Extending that idea to the web, or at least to the blogosphere and information / knowledge web-sites, seems useful.
I wonder if there is a web service which has calculated vector embeddings for some of the web, and supports vector search, e.g. given a URL, find URLs with similar embeddings.
Inverting that, web-sites could annotate their web pages with embeddings via json-ld; which search engines could utilise. Both these ideas might be impractical, e.g. the cost of http GET of the vector might be similar to the cost of calculating the embedding; and the embedding would be only comparable with embeddings from the same model (which would be recorded in the json-ld) so it would age quickly. It would also be subject to SEO gaming, like meta tags.A quick search didn't find either of these; the closest was this paper which used json-ld to record a vector reduced to 2 dimensions using tSNE :
https://hajirajabeen.github.io/publications/Metadata_for_Eme...

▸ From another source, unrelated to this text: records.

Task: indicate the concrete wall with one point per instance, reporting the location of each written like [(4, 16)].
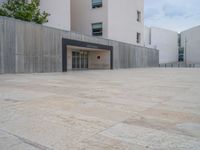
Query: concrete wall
[(119, 18), (191, 42), (102, 63), (83, 15), (166, 42), (122, 20), (28, 48)]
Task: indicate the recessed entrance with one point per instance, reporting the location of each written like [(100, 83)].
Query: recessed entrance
[(78, 55), (79, 59)]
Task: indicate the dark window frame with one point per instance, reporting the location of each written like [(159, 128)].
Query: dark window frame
[(97, 32), (139, 16), (97, 5), (138, 38)]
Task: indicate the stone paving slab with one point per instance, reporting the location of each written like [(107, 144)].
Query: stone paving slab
[(130, 109)]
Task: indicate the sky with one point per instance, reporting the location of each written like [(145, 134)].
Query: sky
[(176, 15)]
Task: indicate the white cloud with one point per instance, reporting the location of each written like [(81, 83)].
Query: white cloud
[(176, 15)]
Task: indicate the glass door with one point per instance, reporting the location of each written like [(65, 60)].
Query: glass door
[(79, 59)]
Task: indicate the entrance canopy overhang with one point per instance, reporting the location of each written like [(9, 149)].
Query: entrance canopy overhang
[(93, 47)]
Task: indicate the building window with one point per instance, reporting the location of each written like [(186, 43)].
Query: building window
[(181, 54), (97, 3), (138, 38), (97, 29), (138, 16)]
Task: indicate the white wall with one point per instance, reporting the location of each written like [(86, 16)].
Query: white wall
[(122, 20), (60, 13), (192, 45), (82, 16), (166, 42), (119, 18)]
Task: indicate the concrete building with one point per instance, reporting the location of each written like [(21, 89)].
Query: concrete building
[(120, 20), (28, 48), (165, 41), (190, 46)]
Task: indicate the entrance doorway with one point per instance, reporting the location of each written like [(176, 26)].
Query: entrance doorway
[(79, 59)]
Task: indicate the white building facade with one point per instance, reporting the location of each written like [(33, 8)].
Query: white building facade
[(190, 45), (120, 20), (165, 41)]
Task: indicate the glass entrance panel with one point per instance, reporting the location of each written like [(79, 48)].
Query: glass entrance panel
[(79, 59)]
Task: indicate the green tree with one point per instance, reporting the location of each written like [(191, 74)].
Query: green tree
[(23, 10)]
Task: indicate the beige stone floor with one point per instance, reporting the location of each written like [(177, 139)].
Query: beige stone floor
[(133, 109)]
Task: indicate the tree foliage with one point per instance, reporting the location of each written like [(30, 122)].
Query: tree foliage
[(23, 10)]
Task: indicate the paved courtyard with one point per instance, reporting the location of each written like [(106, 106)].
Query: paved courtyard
[(136, 109)]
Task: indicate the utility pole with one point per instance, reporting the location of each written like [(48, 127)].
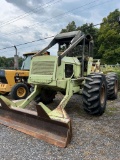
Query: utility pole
[(16, 59)]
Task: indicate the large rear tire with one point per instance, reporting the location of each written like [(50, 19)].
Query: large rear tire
[(4, 93), (112, 85), (19, 91), (95, 94)]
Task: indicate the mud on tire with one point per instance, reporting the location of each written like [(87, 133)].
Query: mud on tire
[(112, 85), (95, 94), (46, 96)]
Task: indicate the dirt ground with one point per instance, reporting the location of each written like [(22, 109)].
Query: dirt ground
[(94, 138)]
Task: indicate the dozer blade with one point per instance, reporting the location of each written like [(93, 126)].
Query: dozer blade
[(37, 124)]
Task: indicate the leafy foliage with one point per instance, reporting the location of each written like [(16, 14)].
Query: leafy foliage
[(106, 38)]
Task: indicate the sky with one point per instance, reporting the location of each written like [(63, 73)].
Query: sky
[(24, 21)]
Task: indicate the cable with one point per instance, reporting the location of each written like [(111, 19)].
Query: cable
[(26, 14)]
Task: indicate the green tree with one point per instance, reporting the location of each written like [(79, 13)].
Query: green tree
[(109, 39)]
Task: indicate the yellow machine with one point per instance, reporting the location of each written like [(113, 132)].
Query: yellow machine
[(15, 81)]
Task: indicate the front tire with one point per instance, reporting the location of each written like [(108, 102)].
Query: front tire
[(19, 91), (95, 94)]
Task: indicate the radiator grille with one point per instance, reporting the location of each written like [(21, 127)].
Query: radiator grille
[(43, 67)]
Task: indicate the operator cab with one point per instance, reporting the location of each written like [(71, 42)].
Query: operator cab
[(27, 60)]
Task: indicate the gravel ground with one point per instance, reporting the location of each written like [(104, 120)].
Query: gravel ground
[(94, 138)]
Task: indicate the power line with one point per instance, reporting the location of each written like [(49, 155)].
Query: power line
[(40, 39), (26, 42), (56, 16), (64, 14), (26, 14)]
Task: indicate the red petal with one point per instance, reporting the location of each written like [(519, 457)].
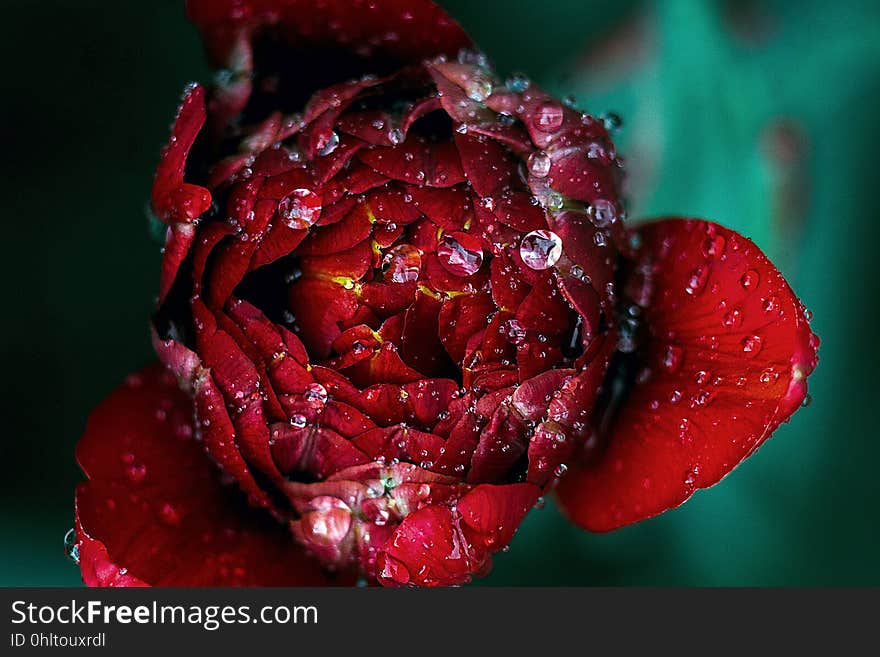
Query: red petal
[(729, 355), (420, 28), (442, 546), (153, 511), (174, 200)]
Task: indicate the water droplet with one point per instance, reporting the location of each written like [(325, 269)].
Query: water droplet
[(331, 145), (514, 331), (673, 358), (750, 279), (768, 376), (518, 83), (697, 280), (603, 213), (395, 136), (541, 249), (169, 515), (752, 345), (136, 472), (315, 393), (460, 254), (539, 164), (478, 86), (403, 263), (71, 547), (549, 116), (301, 209), (732, 319), (611, 121), (713, 246)]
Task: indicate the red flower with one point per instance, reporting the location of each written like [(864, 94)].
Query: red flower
[(397, 302)]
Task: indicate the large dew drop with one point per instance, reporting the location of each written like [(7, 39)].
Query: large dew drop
[(402, 264), (549, 116), (301, 209), (539, 164), (316, 394), (541, 249), (71, 548), (458, 258)]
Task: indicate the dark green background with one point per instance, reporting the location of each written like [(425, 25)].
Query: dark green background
[(762, 117)]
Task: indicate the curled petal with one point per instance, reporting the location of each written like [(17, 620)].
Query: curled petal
[(726, 362), (153, 511)]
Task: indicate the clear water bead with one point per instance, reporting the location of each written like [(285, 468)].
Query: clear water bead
[(403, 263), (539, 164), (458, 259), (71, 549), (549, 116), (315, 393), (541, 249), (301, 209)]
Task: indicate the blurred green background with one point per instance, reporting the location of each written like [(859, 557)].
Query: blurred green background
[(762, 116)]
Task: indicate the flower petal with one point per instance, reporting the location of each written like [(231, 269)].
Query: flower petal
[(726, 363), (153, 511), (445, 546), (400, 30)]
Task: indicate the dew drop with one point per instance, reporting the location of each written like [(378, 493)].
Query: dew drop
[(515, 331), (611, 121), (673, 357), (539, 164), (518, 83), (732, 319), (697, 280), (403, 263), (169, 515), (331, 145), (549, 116), (460, 254), (478, 86), (603, 213), (750, 279), (136, 473), (315, 393), (541, 249), (713, 246), (752, 345), (301, 209), (71, 548)]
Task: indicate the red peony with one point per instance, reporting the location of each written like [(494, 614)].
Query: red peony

Metadata standards for the FAIR sharing of vector embeddings in Biomedicine
S¸ enay Kafkas et al.
tomhazledine|2 years ago
Once you start increasing the granularity of what you're embedding (either by paragraph or sentence) then the old-fashioned search index has a big advantage.
Might be worth it in some scenarios because of the quality of the results. I bet there are places where an embedding search would be more effective by orders of magnitude.
jasonjmcghee|2 years ago
Took a crack at building “vector-store-in-a-cdn” last weekend.
https://github.com/jasonjmcghee/portable-hnsw
flir|2 years ago
Would be easy to mark a vector-providing site as a bad actor, though? Re-run a few of their pages, if you come up with different answers, don't trust them.